Lo que Gaz había hecho tenía la marca del matón de poca monta. Había arriesgado la misión si perdía un porteador, todo por un resquemor apresurado.

«Hombre tormentoso», pensó Kaladin, usando su odio hacia Gaz para sostenerlo durante esta ordalía. Varias veces después de empujar el puente hasta su sitio, se desplomó, seguro de que nunca podría volver a levantarse. Pero cuando Gaz les ordenaba levantarse, lograba de algún modo ponerse en pie. Era eso o dejar que ganara.

¿Por qué hacían todo esto? ¿Qué sentido tenía? ¿Por qué corrían tanto? Tenían que proteger su puente, el precioso peso, la carga. Tenían que alzarlo al cielo y correr, tenían que…

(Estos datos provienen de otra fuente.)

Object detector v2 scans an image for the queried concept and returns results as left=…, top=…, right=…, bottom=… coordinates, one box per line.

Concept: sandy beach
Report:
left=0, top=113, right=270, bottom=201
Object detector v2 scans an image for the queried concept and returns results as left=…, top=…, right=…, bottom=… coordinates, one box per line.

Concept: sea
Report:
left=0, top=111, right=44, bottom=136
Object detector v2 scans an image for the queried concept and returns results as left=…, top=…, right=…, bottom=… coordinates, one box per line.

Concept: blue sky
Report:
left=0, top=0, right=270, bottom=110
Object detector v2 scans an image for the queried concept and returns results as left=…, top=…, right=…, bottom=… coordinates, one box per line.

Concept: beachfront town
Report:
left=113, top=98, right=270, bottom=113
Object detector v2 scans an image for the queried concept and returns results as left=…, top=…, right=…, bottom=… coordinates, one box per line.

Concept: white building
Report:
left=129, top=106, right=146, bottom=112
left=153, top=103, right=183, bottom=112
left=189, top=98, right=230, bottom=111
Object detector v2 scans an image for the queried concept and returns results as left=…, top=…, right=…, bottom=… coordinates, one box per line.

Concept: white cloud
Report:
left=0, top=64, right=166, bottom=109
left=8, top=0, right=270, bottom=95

Estaba empezando a delirar. Los pies, corriendo. Uno, dos, uno, dos, uno, dos.

—¡Alto!

Se detuvo.

—¡Levantad!

Alzó las manos.

—¡Soltad!

Dio un paso atrás y bajaron el puente.

—¡Empujad!

Empujó el puente.

«Morid.»

La última orden era suya propia, añadida cada vez. Cayó sobre la piedra, un rocapullo que retiró apresuradamente sus enredaderas cuando las tocó. Cerró los ojos, incapaz de preocuparse ya por los calambres. Entró en trance, una especie de semisueño, durante lo que pareció un solo segundo.

—¡En pie!

Se levantó tambaleándose, los pies ensangrentados.

—¡Cruzad!

Cruzó, sin molestarse en mirar la mortal sima a cada lado.

—¡Tirad!

Agarró un asidero y tiró del puente tras él.

—¡Cambiad!

Kaladin se detuvo, aturdido. No comprendía esa orden. Gaz nunca la había dado antes. Las tropas formaban filas, moviéndose con esa mezcla de nerviosismo y relajación forzada que experimentan en ocasiones los hombres antes de la batalla. Unos cuantos expectaspren, como gallardetes rojos que crecían del suelo y revoloteaban al viento, empezaron a brotar de las rocas y a serpentear entre los soldados.

¿Una batalla?

Gaz lo agarró por el hombro y lo empujó hacia la parte delantera del puente.

—Los recién llegados tienen que ir primero en esta parte, alteza.

El sargento sonrió malévolo.

Kaladin, aturdido, alzó el puente con los demás, levantándolo por encima de su cabeza. Los asideros eran aquí iguales, pero la primera fila tenía una abertura delante de su cara que le permitía ver. Todos los hombres del puente habían cambiado de posición: los que corrían delante se habían trasladado a la parte de atrás, y los de atrás, incluyendo a Kaladin y el viejo de rostro correoso, pasaron delante.

Kaladin no preguntó la utilidad de aquello. No le importaba. Pero le gustó ir delante: ahora que podía ver, correr era más fácil.

El paisaje de las mesetas era el de las ásperas tierras de tormentas: había parches dispersos de hierba, pero aquí la piedra era demasiado dura para que sus semillas arraigaran. Los rocapullos eran más comunes, y crecían como burbujas en toda la llanura, imitando rocas del tamaño de la cabeza de un hombre. Muchos estaban abiertos y extendían sus enredaderas como si fueran gruesas lenguas verdes. Unos cuantos incluso estaban en flor.

Después de tantas horas respirando en los asfixiantes confines bajo el puente, correr delante resultaba casi relajante. ¿Por qué le daban una posición tan maravillosa a un recién llegado?

—Talenelat'Elin, portador de todas las agonías —dijo el hombre a su derecha, con voz aterrorizada—. Va a ser malo. ¡Ya están alineados! ¡Va a ser malo!

Kaladin parpadeó, concentrándose en el abismo que se acercaba. Al otro lado de la grieta esperaba una hilera de hombres de piel escarlata y negra. Llevaban extrañas armaduras naranja oxidado que cubrían sus antebrazos, pechos, cabezas y piernas. La mente aturdida de Kaladin tardó un momento en comprender.